Flamenco (Spanish pronunciation: [flaˈmeŋko]), in its strictest sense, is an art form based on the various folkloric music traditions of southern Spain, developed within the gitano subculture of the region of Andalusia, but also having a historical presence in Extremadura and Murcia. In a wider sense, it is a portmanteau term used to refer to a variety of both contemporary and traditional musical styles typical of southern Spain. Flamenco is closely associated to the gitanos of the Romani ethnicity who have contributed significantly to its origination and professionalization. However, its style is uniquely Andalusian and flamenco artists have historically included Spaniards of both gitano and non-gitano heritage.

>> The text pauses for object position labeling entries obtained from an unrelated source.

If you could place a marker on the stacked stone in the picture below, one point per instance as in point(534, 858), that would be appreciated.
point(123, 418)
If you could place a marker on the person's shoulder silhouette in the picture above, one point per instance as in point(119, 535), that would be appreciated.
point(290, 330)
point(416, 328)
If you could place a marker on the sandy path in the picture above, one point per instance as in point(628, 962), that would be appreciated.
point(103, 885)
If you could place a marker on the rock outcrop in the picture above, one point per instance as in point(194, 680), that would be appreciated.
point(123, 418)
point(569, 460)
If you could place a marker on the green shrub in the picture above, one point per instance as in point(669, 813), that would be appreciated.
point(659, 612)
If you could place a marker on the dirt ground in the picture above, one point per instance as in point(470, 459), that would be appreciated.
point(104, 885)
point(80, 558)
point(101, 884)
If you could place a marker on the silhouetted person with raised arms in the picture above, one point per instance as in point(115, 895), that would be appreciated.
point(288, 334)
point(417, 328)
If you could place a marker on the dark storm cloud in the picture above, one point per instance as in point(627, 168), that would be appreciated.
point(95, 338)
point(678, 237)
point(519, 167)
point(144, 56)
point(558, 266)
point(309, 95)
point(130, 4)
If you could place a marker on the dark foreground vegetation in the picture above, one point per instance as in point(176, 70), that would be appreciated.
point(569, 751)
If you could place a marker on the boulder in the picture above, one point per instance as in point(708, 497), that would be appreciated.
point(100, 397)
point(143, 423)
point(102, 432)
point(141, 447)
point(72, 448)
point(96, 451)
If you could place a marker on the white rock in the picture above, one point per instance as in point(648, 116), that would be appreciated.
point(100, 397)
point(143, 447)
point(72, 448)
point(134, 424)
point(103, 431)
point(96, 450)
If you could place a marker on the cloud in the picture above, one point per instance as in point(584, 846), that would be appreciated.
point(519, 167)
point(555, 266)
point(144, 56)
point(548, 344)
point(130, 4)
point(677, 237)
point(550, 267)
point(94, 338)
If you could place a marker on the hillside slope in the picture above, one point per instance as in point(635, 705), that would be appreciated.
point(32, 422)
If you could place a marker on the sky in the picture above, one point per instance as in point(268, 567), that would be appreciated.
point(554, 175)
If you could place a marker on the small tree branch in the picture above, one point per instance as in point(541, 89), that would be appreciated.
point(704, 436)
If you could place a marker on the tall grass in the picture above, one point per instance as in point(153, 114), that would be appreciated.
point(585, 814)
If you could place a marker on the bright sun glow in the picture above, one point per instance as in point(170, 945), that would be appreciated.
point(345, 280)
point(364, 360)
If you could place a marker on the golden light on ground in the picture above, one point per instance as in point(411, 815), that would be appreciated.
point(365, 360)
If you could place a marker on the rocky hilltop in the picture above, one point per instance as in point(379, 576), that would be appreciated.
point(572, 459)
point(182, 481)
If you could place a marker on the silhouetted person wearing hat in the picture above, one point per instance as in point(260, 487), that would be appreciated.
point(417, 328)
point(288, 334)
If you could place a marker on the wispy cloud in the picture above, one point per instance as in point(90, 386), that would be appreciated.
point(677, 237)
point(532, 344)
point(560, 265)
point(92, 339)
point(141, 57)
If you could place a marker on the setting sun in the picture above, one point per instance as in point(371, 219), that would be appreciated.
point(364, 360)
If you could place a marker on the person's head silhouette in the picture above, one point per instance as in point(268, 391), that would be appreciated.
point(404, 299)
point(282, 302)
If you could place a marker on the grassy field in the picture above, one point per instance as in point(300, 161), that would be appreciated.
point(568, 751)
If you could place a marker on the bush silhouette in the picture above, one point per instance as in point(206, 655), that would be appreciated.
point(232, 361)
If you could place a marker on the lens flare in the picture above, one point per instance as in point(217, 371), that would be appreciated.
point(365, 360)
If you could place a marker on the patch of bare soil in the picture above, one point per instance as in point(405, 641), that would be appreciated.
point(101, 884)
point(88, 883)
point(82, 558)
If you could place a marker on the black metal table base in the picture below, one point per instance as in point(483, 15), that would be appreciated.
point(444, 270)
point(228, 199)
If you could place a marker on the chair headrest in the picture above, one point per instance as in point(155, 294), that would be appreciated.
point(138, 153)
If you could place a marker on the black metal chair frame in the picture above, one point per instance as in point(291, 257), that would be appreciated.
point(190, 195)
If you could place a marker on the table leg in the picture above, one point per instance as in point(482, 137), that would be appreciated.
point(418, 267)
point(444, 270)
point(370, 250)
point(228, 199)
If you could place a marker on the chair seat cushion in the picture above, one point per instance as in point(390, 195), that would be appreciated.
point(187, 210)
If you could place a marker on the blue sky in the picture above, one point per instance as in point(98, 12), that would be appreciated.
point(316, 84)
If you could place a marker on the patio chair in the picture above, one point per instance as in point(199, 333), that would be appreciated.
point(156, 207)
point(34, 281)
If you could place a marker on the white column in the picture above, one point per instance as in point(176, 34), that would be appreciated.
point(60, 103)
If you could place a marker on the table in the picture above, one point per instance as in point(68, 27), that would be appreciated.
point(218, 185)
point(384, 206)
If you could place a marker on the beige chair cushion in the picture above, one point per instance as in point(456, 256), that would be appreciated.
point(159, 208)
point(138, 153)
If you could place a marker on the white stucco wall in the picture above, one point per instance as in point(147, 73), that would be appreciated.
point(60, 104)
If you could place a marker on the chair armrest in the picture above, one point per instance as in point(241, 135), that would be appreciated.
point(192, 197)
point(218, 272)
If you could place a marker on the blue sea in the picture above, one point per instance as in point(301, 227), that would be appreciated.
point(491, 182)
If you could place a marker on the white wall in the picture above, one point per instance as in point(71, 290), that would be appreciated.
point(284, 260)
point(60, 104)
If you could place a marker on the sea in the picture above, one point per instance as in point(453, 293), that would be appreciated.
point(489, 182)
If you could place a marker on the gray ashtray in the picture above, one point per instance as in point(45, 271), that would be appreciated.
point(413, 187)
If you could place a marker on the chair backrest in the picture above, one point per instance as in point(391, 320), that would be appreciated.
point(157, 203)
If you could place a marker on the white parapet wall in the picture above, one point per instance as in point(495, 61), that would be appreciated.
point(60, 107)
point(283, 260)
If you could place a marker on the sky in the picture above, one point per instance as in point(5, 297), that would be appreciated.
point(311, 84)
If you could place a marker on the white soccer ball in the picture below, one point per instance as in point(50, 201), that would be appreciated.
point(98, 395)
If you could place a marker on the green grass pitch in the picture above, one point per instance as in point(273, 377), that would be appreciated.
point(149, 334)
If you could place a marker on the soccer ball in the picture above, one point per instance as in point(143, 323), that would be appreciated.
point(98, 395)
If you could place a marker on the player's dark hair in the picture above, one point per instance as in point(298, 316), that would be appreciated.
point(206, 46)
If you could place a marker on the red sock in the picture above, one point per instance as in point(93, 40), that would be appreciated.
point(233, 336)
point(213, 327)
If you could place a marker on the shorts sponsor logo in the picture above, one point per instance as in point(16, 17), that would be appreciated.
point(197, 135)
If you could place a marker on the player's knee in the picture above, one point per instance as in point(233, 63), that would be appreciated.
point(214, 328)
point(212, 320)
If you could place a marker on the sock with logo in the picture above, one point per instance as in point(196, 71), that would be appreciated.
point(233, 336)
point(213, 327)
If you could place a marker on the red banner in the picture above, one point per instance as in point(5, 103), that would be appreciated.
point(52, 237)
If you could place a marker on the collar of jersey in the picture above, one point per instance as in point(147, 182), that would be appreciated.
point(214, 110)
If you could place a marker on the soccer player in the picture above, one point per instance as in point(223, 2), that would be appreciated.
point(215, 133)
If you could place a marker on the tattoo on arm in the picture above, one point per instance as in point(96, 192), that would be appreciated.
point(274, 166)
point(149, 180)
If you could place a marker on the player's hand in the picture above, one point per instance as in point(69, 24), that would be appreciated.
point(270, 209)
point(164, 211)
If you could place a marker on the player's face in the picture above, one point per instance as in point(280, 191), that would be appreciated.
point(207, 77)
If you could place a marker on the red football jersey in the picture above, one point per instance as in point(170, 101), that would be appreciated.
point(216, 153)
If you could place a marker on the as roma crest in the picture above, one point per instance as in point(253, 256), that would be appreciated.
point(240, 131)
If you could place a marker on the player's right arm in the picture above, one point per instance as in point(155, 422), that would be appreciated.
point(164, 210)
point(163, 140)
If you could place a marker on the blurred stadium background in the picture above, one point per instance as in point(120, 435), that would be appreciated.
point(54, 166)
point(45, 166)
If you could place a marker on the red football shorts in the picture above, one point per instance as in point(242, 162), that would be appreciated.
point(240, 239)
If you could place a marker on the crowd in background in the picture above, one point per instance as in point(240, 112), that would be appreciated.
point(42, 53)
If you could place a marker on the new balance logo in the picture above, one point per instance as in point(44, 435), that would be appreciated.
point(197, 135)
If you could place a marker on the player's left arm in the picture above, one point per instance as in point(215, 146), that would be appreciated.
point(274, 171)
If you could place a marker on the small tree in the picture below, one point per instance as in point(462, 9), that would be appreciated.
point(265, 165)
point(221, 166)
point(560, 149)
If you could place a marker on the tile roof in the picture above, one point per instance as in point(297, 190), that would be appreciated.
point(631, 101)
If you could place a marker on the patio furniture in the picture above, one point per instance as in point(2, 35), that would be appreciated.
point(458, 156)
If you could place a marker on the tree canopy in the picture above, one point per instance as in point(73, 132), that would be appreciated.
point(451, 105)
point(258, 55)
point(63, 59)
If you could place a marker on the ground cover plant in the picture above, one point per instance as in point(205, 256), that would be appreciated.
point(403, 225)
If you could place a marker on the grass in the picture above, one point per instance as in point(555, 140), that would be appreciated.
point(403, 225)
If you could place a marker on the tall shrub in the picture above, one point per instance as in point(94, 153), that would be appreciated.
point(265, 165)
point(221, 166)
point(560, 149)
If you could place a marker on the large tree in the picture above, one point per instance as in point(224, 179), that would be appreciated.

The oldest record of flamenco music dates to 1774 in the book Las Cartas Marruecas by José Cadalso. The development of flamenco over the past two centuries is well documented: "the theatre movement of sainetes (one-act plays) and tonadillas, popular song books and song sheets, customs, studies of dances, and toques, perfection, newspapers, graphic documents in paintings and engravings. ... in continuous evolution together with rhythm, the poetic stanzas, and the ambiance.”
Flamenco is rooted in various Andalusian popular musical styles, although its origins and influences are the subject of many hypotheses which may or may not have ideological implications and none of which are necessarily mutually exclusive. The most widespread is that flamenco was developed through the cross-cultural interchange among the various groups which coexisted in close proximity in Andalusia's lower classes, combining southern Spain's indigenous, Byzantine, Moorish and Romani musical traditions.
On 16 November 2010, UNESCO declared flamenco one of the Masterpieces of the Oral and Intangible Heritage of Humanity.